DOF Chief-of-Staff and Undersecretary Maria Luwalhati C. Dorotan-Tiuseco disclosed to reporters that total dividend collections from GOCCs reached ₱92.3 billion as of July. This is equivalent to 71 percent of the projected collection.
Land Bank of the Philippines (Landbank) contributed the largest share at ₱26 billion, accounting for 28.2 percent of the total. It was followed by the Bangko Sentral ng Pilipinas (BSP) with ₱18.8 billion, 20.5 percent; Philippine Amusement and Gaming Corp. (Pagcor) with ₱12.7 billion, 13.8 percent; Philippine Deposit Insurance Corp. (PDIC) with ₱10.1 billion, 10.9 percent; and Power Sector Assets and Liabilities Management Corp. (PSALM) with ₱9 billion, 9.8 percent.
Completing the list of the top 10 GOCC dividend contributors were the Philippine Ports Authority (PPA), Manila International Airport Authority (MIAA), Clark Development Corp. (CDC), Philippine National Oil Co. (PNOC), and Bases Conversion and Development Authority (BCDA), which remitted a total of ₱15.6 billion to the national treasury.
Recto said earlier that total collections from GOCCs this year will surpass the more than ₱136 billion recorded in 2024.
“The amount is expected to exceed ₱100 billion by the end of the year and surpass the level in 2024,” the DOF said in May.
To recall, 52 GOCCs remitted a total of ₱136.3 billion in dividends to the BTr in 2024, exceeding the ₱100-billion full-year target and marking a 35-percent increase from remittances in 2023.
Under Republic Act (RA) No. 7656 or the Dividend Law, GOCCs are mandated to remit at least 50 percent of their net earnings from the previous year as dividends to the national government.
To recall, the DOF requested GOCCs to raise their share to 75 percent to maximize non-tax revenue. As of now, Recto said there are no plans to increase this further.
Dividends from state-run firms are a major source of non-tax revenues for the national government. These are used to finance the administration’s priority programs without the need to impose new taxes.

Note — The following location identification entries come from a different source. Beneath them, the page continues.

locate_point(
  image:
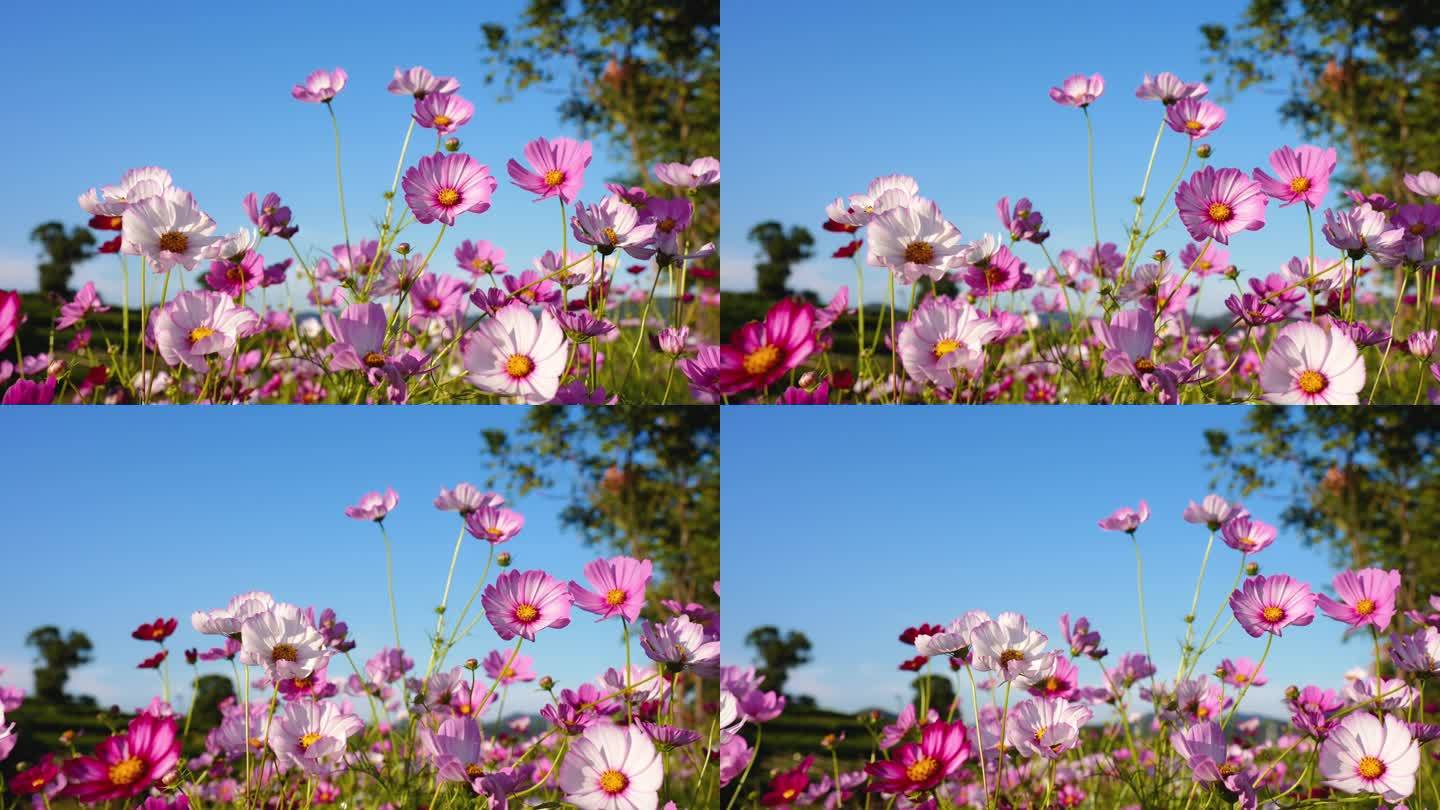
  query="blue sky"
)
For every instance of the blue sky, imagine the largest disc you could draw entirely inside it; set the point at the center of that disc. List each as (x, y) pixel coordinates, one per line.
(853, 523)
(115, 516)
(203, 90)
(822, 97)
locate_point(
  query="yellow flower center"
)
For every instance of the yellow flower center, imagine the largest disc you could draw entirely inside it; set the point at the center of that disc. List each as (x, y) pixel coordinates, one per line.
(126, 770)
(614, 781)
(519, 366)
(1311, 381)
(174, 241)
(1370, 767)
(762, 359)
(922, 768)
(919, 252)
(945, 348)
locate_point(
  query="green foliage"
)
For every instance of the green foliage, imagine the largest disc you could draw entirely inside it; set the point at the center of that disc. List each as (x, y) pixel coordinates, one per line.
(778, 653)
(1362, 483)
(647, 484)
(1362, 75)
(56, 655)
(779, 250)
(62, 252)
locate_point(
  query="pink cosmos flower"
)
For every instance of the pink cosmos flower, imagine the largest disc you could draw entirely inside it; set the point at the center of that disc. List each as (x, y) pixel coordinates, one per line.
(1220, 203)
(126, 766)
(619, 587)
(612, 768)
(516, 355)
(442, 111)
(1365, 754)
(1365, 597)
(321, 87)
(1302, 175)
(558, 169)
(313, 735)
(702, 172)
(1168, 88)
(419, 82)
(523, 603)
(1312, 365)
(1079, 91)
(1269, 604)
(480, 258)
(922, 766)
(87, 301)
(762, 352)
(943, 337)
(1247, 535)
(442, 186)
(373, 506)
(494, 523)
(1126, 519)
(1194, 117)
(196, 325)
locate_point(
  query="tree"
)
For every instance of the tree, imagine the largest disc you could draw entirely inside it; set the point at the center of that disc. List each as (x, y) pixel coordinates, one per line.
(56, 656)
(647, 484)
(62, 252)
(1360, 482)
(942, 692)
(1362, 74)
(779, 653)
(779, 250)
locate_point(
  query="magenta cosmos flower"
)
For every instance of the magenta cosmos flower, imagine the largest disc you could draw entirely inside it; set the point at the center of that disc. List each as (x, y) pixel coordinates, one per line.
(1194, 117)
(1302, 175)
(1220, 203)
(762, 352)
(1365, 754)
(373, 506)
(1269, 604)
(619, 587)
(558, 169)
(516, 355)
(127, 764)
(321, 87)
(1365, 597)
(1312, 365)
(196, 325)
(922, 766)
(523, 603)
(1079, 90)
(442, 186)
(1126, 519)
(419, 82)
(442, 113)
(612, 768)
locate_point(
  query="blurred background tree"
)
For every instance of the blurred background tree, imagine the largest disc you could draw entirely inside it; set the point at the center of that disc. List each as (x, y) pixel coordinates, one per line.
(1364, 75)
(778, 655)
(56, 655)
(62, 251)
(1364, 483)
(779, 250)
(650, 484)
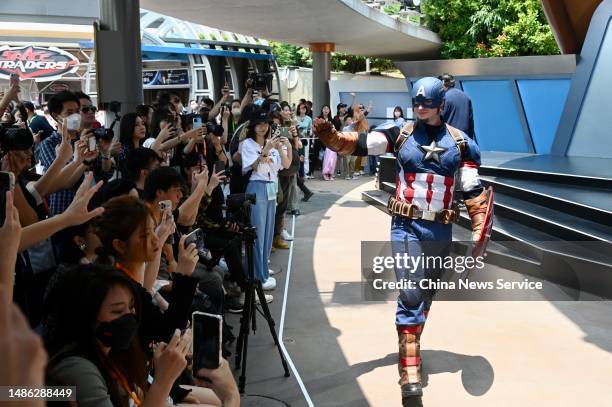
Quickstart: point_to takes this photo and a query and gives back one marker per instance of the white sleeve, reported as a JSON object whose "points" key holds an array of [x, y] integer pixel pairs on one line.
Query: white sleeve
{"points": [[377, 143], [468, 176], [249, 152]]}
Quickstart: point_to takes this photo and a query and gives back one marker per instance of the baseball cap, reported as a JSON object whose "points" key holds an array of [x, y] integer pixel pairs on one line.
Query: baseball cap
{"points": [[258, 116]]}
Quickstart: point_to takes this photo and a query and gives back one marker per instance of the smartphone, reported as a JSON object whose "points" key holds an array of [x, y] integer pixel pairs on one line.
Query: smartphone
{"points": [[197, 122], [207, 330], [14, 80], [73, 122], [7, 183], [91, 143], [165, 205], [219, 166], [193, 237]]}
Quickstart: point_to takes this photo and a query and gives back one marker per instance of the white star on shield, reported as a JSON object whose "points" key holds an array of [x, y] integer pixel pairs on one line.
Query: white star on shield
{"points": [[432, 152]]}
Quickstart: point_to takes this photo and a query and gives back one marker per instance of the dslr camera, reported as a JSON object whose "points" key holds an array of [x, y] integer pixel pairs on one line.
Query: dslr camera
{"points": [[261, 81], [108, 133]]}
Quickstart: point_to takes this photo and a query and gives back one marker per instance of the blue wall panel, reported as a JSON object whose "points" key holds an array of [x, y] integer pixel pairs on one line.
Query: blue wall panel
{"points": [[497, 119], [592, 136], [543, 101]]}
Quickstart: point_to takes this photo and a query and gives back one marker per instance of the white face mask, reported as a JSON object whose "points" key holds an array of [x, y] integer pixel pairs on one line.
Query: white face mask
{"points": [[73, 122]]}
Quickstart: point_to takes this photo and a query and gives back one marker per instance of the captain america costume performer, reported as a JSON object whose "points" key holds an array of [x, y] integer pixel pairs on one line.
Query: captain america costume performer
{"points": [[432, 160]]}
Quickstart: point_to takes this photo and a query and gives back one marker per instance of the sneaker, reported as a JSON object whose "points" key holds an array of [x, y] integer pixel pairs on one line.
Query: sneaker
{"points": [[279, 243], [223, 265], [286, 236], [234, 305], [232, 289], [268, 297], [269, 284], [307, 196]]}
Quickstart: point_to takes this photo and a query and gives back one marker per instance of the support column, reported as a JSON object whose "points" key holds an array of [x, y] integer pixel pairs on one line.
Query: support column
{"points": [[321, 74], [118, 54]]}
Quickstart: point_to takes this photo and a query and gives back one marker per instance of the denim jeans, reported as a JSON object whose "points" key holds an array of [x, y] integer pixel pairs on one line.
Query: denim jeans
{"points": [[262, 217], [416, 237]]}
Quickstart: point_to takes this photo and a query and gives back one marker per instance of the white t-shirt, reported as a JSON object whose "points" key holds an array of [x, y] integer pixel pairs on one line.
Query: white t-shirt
{"points": [[265, 171]]}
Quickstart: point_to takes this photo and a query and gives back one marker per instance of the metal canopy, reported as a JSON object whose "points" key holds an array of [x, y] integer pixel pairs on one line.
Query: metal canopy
{"points": [[351, 25]]}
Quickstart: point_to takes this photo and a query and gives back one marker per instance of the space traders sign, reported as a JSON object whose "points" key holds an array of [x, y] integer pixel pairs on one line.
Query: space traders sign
{"points": [[37, 63]]}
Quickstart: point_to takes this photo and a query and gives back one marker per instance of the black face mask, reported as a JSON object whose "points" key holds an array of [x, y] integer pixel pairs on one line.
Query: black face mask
{"points": [[118, 334]]}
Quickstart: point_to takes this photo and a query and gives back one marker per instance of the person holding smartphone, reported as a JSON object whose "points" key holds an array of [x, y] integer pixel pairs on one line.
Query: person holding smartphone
{"points": [[263, 156]]}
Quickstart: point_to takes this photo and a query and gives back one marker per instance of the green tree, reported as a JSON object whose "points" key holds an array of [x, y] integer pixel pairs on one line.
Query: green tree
{"points": [[489, 28], [293, 55]]}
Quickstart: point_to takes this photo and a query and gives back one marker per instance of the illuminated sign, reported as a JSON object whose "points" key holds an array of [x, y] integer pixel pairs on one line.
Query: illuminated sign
{"points": [[169, 77], [37, 63]]}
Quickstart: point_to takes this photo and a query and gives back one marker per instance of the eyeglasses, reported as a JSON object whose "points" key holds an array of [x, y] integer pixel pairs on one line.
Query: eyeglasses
{"points": [[426, 103]]}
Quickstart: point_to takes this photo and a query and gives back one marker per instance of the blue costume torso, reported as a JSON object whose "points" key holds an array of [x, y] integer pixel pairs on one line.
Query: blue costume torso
{"points": [[410, 158], [429, 164]]}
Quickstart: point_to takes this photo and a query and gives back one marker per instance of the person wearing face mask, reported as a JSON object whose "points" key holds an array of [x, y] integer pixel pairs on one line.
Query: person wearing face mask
{"points": [[88, 112], [398, 116], [263, 157], [65, 109], [139, 164], [97, 319]]}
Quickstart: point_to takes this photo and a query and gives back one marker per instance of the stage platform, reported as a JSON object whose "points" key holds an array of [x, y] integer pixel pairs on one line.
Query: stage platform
{"points": [[596, 170]]}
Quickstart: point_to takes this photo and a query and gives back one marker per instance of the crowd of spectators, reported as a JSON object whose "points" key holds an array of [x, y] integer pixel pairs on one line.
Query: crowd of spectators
{"points": [[96, 281]]}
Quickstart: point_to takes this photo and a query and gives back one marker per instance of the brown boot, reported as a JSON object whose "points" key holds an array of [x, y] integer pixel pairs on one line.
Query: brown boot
{"points": [[409, 360]]}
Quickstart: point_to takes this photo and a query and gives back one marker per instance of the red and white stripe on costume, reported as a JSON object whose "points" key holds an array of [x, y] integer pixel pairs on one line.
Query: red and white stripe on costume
{"points": [[468, 176], [431, 192]]}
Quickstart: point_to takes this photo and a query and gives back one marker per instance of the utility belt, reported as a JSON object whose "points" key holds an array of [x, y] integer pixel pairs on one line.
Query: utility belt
{"points": [[407, 210]]}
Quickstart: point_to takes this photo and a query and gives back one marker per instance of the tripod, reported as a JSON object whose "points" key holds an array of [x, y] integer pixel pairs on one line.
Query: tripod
{"points": [[248, 318]]}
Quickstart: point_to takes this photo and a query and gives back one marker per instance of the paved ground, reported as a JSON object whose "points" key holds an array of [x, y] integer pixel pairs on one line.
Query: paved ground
{"points": [[475, 353]]}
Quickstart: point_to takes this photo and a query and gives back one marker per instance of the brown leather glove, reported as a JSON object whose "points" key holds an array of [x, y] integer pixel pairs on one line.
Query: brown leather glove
{"points": [[477, 208], [343, 143]]}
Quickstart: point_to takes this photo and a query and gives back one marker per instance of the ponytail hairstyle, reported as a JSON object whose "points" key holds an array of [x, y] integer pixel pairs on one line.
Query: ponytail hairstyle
{"points": [[72, 304], [122, 216]]}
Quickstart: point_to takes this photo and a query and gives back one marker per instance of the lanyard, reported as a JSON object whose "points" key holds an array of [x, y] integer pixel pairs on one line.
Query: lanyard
{"points": [[123, 381]]}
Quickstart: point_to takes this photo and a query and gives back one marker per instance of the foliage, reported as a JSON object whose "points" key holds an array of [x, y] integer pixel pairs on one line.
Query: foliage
{"points": [[489, 28], [293, 55], [392, 8]]}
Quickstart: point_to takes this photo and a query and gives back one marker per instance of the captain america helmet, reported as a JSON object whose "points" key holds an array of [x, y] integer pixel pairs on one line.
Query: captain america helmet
{"points": [[428, 92]]}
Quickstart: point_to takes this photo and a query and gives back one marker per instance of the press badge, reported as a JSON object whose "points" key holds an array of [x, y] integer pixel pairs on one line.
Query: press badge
{"points": [[272, 190]]}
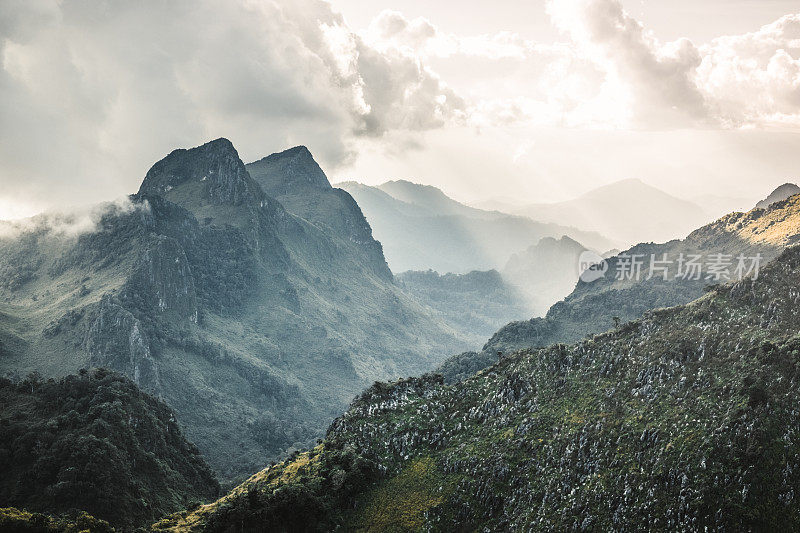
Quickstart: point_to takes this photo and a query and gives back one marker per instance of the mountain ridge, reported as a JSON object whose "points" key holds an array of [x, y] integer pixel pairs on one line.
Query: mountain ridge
{"points": [[681, 420]]}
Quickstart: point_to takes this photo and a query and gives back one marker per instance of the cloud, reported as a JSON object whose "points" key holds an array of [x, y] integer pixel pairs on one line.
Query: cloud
{"points": [[69, 223], [90, 96], [754, 79], [96, 93], [750, 80], [656, 80]]}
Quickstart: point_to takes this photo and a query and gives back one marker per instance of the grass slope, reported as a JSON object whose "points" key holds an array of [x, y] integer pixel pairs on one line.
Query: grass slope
{"points": [[682, 420]]}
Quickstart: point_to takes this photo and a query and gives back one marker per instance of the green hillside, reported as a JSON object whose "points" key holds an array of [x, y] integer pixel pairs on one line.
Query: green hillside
{"points": [[256, 325], [684, 420], [94, 442], [594, 307]]}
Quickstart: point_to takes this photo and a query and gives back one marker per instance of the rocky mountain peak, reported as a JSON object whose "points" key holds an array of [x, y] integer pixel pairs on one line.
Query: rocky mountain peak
{"points": [[212, 173], [289, 172]]}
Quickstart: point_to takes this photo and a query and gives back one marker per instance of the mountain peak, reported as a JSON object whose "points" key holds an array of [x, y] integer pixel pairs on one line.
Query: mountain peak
{"points": [[779, 194], [210, 173], [288, 172]]}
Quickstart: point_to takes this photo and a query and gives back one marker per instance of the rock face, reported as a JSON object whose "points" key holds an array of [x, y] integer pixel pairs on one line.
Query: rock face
{"points": [[781, 193], [295, 179], [287, 172], [256, 323], [117, 340], [683, 421]]}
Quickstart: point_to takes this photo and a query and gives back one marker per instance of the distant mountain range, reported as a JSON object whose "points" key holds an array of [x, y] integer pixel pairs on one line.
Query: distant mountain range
{"points": [[683, 420], [593, 307], [628, 211], [421, 228], [781, 193], [255, 315], [546, 272], [478, 302]]}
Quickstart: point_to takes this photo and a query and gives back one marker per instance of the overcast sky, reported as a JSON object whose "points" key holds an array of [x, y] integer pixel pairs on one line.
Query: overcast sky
{"points": [[526, 100]]}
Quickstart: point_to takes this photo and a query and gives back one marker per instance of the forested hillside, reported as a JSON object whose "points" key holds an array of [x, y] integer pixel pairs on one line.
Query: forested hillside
{"points": [[94, 442], [255, 324], [682, 420]]}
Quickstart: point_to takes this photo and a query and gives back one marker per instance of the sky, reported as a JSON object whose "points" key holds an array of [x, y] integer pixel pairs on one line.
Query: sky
{"points": [[524, 101]]}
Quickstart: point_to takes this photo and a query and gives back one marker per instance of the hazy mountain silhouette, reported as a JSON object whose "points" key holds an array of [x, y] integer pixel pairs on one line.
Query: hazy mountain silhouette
{"points": [[421, 228], [781, 193], [682, 420], [546, 272], [629, 211], [594, 307]]}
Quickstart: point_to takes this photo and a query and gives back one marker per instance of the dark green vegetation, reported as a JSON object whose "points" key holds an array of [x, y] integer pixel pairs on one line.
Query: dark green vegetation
{"points": [[595, 307], [257, 323], [94, 442], [683, 420], [19, 521], [478, 302], [421, 228]]}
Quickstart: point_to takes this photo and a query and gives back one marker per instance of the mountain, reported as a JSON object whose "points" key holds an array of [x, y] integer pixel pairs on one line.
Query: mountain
{"points": [[95, 442], [424, 229], [255, 324], [684, 420], [478, 301], [781, 193], [594, 306], [629, 211], [21, 521], [545, 272]]}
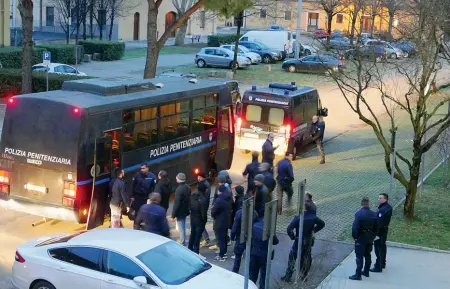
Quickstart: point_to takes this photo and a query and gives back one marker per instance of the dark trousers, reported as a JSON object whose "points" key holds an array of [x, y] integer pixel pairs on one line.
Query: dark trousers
{"points": [[258, 264], [363, 250], [305, 260], [195, 237], [221, 235], [381, 248]]}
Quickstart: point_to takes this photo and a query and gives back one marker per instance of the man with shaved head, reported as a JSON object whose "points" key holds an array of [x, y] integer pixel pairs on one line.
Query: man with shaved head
{"points": [[317, 131]]}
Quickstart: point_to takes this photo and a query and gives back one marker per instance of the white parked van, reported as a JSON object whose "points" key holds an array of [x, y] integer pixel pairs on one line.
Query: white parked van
{"points": [[280, 40]]}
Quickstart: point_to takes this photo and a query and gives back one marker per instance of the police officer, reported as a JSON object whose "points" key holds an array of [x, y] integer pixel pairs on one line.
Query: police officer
{"points": [[258, 254], [239, 247], [311, 225], [317, 131], [384, 215], [251, 170], [285, 177], [153, 216], [364, 230], [142, 185], [268, 150]]}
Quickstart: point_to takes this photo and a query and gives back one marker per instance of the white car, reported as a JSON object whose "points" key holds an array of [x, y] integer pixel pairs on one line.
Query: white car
{"points": [[255, 58], [58, 68], [115, 259]]}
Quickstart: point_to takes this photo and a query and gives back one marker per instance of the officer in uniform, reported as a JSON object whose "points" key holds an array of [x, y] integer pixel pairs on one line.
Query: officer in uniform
{"points": [[143, 184], [384, 215], [364, 230], [258, 254], [317, 131], [311, 225]]}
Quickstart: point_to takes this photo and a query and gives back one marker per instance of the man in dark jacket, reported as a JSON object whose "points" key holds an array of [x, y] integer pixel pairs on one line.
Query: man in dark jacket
{"points": [[317, 131], [384, 215], [221, 212], [311, 225], [164, 188], [268, 150], [153, 216], [364, 230], [239, 247], [142, 185], [181, 206], [198, 217], [251, 170], [117, 196], [285, 177], [258, 254]]}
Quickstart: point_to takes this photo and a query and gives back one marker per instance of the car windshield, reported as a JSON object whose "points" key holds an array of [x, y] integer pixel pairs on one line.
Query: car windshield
{"points": [[173, 264]]}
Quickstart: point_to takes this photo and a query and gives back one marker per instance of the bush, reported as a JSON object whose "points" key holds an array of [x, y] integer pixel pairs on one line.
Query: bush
{"points": [[217, 40], [11, 81], [109, 50], [11, 57]]}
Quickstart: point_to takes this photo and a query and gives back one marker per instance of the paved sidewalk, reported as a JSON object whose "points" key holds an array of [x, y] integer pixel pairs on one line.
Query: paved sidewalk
{"points": [[406, 269]]}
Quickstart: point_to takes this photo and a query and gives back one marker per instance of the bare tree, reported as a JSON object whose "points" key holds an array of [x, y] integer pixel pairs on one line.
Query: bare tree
{"points": [[26, 13]]}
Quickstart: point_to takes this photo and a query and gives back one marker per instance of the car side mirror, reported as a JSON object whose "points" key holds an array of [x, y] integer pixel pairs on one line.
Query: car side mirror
{"points": [[140, 281]]}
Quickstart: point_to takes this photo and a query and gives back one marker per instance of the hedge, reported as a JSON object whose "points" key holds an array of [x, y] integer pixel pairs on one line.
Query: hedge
{"points": [[11, 81], [11, 57], [217, 40], [109, 50]]}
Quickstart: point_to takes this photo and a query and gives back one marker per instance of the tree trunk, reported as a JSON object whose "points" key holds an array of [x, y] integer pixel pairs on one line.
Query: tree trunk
{"points": [[236, 44], [181, 35], [152, 42], [26, 12]]}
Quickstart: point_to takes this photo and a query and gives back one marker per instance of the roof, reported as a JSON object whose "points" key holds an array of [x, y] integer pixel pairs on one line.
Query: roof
{"points": [[89, 95], [127, 241]]}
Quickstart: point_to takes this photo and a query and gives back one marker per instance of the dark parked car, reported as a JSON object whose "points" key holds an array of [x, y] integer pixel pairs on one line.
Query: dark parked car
{"points": [[268, 55], [374, 53], [313, 64]]}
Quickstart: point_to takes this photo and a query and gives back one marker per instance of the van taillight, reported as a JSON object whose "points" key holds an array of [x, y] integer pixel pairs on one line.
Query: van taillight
{"points": [[19, 258]]}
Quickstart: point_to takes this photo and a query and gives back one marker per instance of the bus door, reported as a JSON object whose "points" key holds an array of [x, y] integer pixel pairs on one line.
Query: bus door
{"points": [[225, 139], [101, 175]]}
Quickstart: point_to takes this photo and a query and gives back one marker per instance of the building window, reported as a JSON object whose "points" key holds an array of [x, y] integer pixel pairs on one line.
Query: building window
{"points": [[263, 13], [50, 19], [287, 15], [202, 19]]}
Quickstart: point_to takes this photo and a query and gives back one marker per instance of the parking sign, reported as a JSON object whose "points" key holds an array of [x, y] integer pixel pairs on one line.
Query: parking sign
{"points": [[46, 58]]}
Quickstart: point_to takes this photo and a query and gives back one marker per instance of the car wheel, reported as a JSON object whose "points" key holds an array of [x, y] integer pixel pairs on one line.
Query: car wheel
{"points": [[267, 59], [43, 285], [201, 63]]}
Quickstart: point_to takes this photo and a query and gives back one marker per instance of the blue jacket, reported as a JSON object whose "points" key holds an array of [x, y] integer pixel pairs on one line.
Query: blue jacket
{"points": [[154, 218], [260, 247], [365, 225], [142, 185], [221, 211], [311, 224], [285, 172]]}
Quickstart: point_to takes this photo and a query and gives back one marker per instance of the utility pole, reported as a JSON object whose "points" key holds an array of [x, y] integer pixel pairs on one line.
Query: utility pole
{"points": [[297, 34]]}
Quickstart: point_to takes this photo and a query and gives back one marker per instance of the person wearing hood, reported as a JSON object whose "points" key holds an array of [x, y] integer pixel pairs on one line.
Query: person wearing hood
{"points": [[251, 170], [164, 188], [221, 212]]}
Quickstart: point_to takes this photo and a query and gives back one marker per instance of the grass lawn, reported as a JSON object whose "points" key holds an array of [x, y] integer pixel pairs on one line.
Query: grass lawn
{"points": [[431, 226], [142, 52], [256, 75]]}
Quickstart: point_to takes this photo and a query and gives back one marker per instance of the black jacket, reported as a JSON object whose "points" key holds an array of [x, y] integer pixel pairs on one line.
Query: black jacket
{"points": [[182, 199], [164, 187]]}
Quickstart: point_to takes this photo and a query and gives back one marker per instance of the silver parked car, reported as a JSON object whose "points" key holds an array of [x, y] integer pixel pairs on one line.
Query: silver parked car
{"points": [[254, 58], [219, 57]]}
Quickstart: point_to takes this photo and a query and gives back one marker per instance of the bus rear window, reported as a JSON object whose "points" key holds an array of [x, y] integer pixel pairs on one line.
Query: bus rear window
{"points": [[253, 113], [276, 116]]}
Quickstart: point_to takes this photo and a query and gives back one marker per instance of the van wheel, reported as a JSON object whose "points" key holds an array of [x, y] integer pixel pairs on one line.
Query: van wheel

As for the privatization of idle government assets, the original target under this year’s revenue program was ₱101 billion. It was slashed to ₱50 billion in April and reduced further to just ₱5 billion in June.
Based on the Budget of Expenditures and Sources of Financing (BESF) for fiscal year (FY) 2025, the government is projected to earn a total of ₱210.8 billion in non-tax revenues, 48.3-percent lower than the ₱407.5-billion program in 2024.